日本民具学会の声明
日本民具学会では、2025年12月に博物館法施行規則「博物館の設置及び運営上の望ましい基準の全部を改正する告示案」に対して意見表明を行いました。福島県民俗学会もこの声明に賛意を示したいと思います。
日本民具学会会長名で出した声明はこちらの日本民具学会ホームページよりご確認ください。
経緯
文化庁が「博物館法施行規則」を改正するに当たり、「博物館法施行規則」の「博物館の設置及び運営上の望ましい基準の全部を改正する告示案」(2025年11月)を示し、それに対するパブリックコメントを求めているなかでの意見表明でした。
とくに告示案のなかの第6条2項および3項に、資料管理に関して「交換・譲渡・廃棄」などの方針が示されています。交換、譲渡、廃棄といった具体的な行為を国が例示することに大きな危惧を抱く、というのが声明を出す発端になりました。昨年某県で民具廃棄の問題が起こり、日本民具学会ではそれに対しても声明を出しています。
今回の告示案では、資料管理に関して国の法律のなかに「廃棄」などの具体的な文言が入っており、資料管理に当たり、「廃棄」などに向けて法的なお墨付きを与えることになりかねません。
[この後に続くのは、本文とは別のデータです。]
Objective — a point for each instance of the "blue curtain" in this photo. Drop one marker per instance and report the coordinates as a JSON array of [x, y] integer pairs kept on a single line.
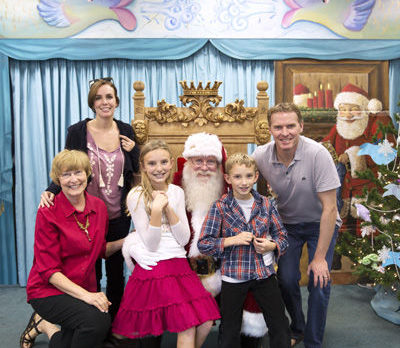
[[394, 87], [7, 231], [50, 95], [162, 49]]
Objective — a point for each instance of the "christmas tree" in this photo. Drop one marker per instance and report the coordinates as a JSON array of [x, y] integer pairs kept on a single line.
[[376, 253]]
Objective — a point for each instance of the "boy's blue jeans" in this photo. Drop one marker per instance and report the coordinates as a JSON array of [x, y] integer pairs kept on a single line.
[[289, 277]]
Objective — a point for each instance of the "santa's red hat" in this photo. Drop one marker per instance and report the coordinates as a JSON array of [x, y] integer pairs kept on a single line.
[[352, 94], [300, 95]]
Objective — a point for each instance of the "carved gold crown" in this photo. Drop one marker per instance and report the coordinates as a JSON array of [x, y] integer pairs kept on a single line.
[[199, 90]]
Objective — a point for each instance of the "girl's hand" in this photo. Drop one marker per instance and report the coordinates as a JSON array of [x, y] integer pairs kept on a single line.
[[46, 199], [160, 200], [97, 299], [243, 238], [263, 245], [127, 143]]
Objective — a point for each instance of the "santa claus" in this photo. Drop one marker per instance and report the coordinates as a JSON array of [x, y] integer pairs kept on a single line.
[[200, 174], [357, 122]]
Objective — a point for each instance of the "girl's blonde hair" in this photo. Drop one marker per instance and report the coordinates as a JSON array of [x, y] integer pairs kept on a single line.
[[145, 184]]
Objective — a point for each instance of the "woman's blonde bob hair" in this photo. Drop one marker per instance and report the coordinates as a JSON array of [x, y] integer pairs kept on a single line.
[[68, 160]]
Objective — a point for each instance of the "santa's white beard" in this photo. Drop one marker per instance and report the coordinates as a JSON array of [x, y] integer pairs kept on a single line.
[[200, 193], [351, 130]]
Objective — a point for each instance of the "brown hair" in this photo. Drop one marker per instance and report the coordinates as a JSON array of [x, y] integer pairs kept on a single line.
[[285, 107], [145, 184], [240, 159], [95, 87], [68, 160]]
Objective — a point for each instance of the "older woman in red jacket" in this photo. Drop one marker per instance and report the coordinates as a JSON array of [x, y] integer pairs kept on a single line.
[[69, 238]]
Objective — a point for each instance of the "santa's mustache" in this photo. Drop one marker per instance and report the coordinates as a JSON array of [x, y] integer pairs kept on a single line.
[[353, 118]]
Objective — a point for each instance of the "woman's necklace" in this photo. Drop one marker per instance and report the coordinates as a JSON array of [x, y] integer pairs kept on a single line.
[[84, 228]]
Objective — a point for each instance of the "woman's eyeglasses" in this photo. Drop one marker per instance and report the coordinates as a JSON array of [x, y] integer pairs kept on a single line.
[[109, 79]]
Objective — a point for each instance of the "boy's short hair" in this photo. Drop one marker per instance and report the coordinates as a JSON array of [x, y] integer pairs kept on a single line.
[[67, 160], [240, 159]]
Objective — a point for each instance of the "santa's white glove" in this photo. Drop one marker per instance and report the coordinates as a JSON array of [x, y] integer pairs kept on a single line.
[[133, 248]]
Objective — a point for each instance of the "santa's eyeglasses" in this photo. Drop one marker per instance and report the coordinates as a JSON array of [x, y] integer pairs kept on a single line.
[[201, 162]]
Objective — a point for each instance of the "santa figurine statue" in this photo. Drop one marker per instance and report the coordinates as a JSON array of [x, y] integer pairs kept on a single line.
[[357, 122], [200, 174]]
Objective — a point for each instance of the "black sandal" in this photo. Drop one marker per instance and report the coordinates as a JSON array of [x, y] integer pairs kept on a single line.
[[297, 340], [26, 338]]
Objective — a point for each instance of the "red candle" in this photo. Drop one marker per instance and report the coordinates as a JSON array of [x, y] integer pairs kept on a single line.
[[315, 100], [321, 97], [328, 97], [310, 101]]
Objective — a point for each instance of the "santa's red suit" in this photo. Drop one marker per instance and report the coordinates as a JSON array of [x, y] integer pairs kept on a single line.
[[253, 323], [352, 185]]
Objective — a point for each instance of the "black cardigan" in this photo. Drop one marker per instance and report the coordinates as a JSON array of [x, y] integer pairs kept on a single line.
[[76, 140]]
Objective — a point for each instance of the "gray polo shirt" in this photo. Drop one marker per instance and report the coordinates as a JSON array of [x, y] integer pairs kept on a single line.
[[311, 171]]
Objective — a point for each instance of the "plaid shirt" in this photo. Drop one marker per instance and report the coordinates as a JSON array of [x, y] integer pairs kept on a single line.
[[226, 219]]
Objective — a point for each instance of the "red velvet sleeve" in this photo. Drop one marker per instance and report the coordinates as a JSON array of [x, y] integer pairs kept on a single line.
[[47, 245]]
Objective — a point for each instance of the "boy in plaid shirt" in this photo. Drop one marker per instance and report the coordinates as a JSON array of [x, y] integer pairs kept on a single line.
[[244, 229]]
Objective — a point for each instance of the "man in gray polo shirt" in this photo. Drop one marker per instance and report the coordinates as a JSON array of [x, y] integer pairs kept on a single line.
[[303, 175]]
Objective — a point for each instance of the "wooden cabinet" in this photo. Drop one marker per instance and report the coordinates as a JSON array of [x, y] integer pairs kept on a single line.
[[372, 76]]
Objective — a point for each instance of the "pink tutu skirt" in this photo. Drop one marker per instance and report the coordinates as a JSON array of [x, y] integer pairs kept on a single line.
[[170, 297]]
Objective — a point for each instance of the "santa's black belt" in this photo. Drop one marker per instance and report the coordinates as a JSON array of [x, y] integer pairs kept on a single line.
[[203, 265]]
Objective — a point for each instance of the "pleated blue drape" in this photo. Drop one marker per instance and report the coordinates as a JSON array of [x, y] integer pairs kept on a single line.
[[48, 96], [7, 232]]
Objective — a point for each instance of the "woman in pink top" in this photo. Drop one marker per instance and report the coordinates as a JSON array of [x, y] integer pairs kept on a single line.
[[114, 156], [69, 238]]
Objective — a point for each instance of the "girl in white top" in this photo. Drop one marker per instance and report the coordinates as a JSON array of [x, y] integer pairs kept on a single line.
[[168, 295]]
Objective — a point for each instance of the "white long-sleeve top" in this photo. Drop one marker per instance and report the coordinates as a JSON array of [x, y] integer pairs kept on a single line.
[[150, 243]]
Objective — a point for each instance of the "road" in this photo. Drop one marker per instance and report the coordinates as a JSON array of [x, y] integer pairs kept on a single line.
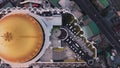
[[90, 10]]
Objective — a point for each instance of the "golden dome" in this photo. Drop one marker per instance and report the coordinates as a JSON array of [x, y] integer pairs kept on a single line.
[[21, 38]]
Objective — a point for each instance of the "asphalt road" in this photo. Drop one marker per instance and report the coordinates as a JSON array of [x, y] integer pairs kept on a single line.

民具(だけではもちろんありませんが)などの収集資料には、一点一点に歴史や生活の思いが込められています。資料管理は資料の持つ特性や個性、背景などを勘案しながらなされなければならないはずで、国が例示すべきことではありません。
本来ならば、総会にてお諮りすべきところですが、緊急性を鑑み幹事会で「賛同」を決定いたしました。